Documented in ctrLoadQueryIntoDb

### ctrdata package

#' Load and store register trial information
#'
#' Retrieves information on clinical trials from registers
#' and stores it in a collection in a database. Main function
#' of \link{ctrdata} for accessing registers.
#' A collection can store trial information from different queries
#' or different registers. Query details are stored in the
#' collection and can be accessed using \link{dbQueryHistory}.
#' A previous query can be re-run, which replaces or adds trial
#' records while keeping any user annotations of trial records.
#'
#' @param queryterm Either a string with the full URL of a search
#' query in a register, or the data frame returned by the
#' \link{ctrGetQueryUrl} or the
#' \link{dbQueryHistory} functions, or, together with parameter
#' \code{register}, a string with query elements of a search URL.

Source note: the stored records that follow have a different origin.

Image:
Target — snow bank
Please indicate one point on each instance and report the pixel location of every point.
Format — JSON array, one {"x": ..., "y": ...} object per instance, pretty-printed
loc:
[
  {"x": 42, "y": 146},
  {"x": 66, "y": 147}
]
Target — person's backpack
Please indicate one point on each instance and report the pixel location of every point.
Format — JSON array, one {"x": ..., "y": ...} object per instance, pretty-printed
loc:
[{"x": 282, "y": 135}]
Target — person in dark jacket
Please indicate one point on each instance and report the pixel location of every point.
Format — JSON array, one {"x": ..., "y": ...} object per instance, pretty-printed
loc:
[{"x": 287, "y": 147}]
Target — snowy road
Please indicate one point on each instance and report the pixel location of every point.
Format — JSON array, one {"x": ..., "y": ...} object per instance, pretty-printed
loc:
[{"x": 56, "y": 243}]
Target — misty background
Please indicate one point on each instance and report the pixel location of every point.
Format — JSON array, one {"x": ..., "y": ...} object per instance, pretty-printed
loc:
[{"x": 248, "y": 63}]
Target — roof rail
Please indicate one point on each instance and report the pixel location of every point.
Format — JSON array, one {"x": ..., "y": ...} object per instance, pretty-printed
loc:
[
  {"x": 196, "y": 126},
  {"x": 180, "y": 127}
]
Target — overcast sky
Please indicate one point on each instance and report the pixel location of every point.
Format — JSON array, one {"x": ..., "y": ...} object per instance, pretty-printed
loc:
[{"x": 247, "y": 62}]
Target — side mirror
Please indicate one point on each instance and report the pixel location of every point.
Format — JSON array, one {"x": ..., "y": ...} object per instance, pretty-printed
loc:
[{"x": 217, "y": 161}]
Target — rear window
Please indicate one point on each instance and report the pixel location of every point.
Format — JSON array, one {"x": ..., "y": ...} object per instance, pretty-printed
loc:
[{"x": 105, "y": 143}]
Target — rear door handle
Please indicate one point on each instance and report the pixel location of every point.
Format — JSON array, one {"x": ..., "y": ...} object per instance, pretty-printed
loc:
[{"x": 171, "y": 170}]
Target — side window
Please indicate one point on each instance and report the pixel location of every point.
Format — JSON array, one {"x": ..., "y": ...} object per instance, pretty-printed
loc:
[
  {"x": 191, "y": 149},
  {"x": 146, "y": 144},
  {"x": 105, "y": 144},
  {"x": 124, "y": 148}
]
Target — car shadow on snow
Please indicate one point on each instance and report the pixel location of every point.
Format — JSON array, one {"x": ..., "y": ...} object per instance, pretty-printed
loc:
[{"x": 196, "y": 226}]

#' The query details are recorded in the \code{collection} for
#' later use to update records.
#' For "CTIS", \code{queryterm} can be an empty string to obtain
#' all trial records. For automatically copying the user's
#' query of a register in a web browser to the clipboard, see
#' \ifelse{latex}{\out{\href{https://github.com/rfhb/ctrdata\#3-script-to-automatically-copy-users-query-from-web-browser}{here}}}{\href{https://github.com/rfhb/ctrdata#3-script-to-automatically-copy-users-query-from-web-browser}{here}}
#'
#' @param register String with abbreviation of register to query,
#' either "EUCTR", "CTGOV", "ISRCTN" or "CTIS". Not needed
#' if \code{queryterm} provides a full URL to query results.
#'
#' @param querytoupdate Either the word "last", or the row number of
#' a query in the data frame returned by \link{dbQueryHistory} that
#' should be run to retrieve any new or update trial records since
#' this query was run the last time.
#' This parameter takes precedence over \code{queryterm}.

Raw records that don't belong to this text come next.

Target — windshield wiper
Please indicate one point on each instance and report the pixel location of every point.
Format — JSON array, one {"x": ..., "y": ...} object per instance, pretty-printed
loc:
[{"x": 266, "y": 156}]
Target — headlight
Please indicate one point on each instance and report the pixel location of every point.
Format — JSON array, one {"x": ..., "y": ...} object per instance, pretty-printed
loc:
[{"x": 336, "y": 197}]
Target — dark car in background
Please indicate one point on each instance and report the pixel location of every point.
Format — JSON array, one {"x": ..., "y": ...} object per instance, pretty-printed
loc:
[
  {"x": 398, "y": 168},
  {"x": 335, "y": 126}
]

#' For "EUCTR", updates are available only for the last seven days;
#' the query is run again if more time has passed since it was
#' run last.
#' Does not work with "CTIS" at this time.
#'
#' @param forcetoupdate If \code{TRUE}, run again the query
#' given in \code{querytoupdate}, irrespective of when it was
#' run last. Default is \code{FALSE}.
#'
#' @param documents.path If this is a relative or absolute
#' path to a directory that exists or can be created,
#' save any documents into it that are directly available from
#' the register ("EUCTR", "CTGOV", "CTGOV2", "ISRCTN", "CTIS")
#' such as PDFs on results, analysis plans, spreadsheets,
#' patient information sheets, assessments or product information.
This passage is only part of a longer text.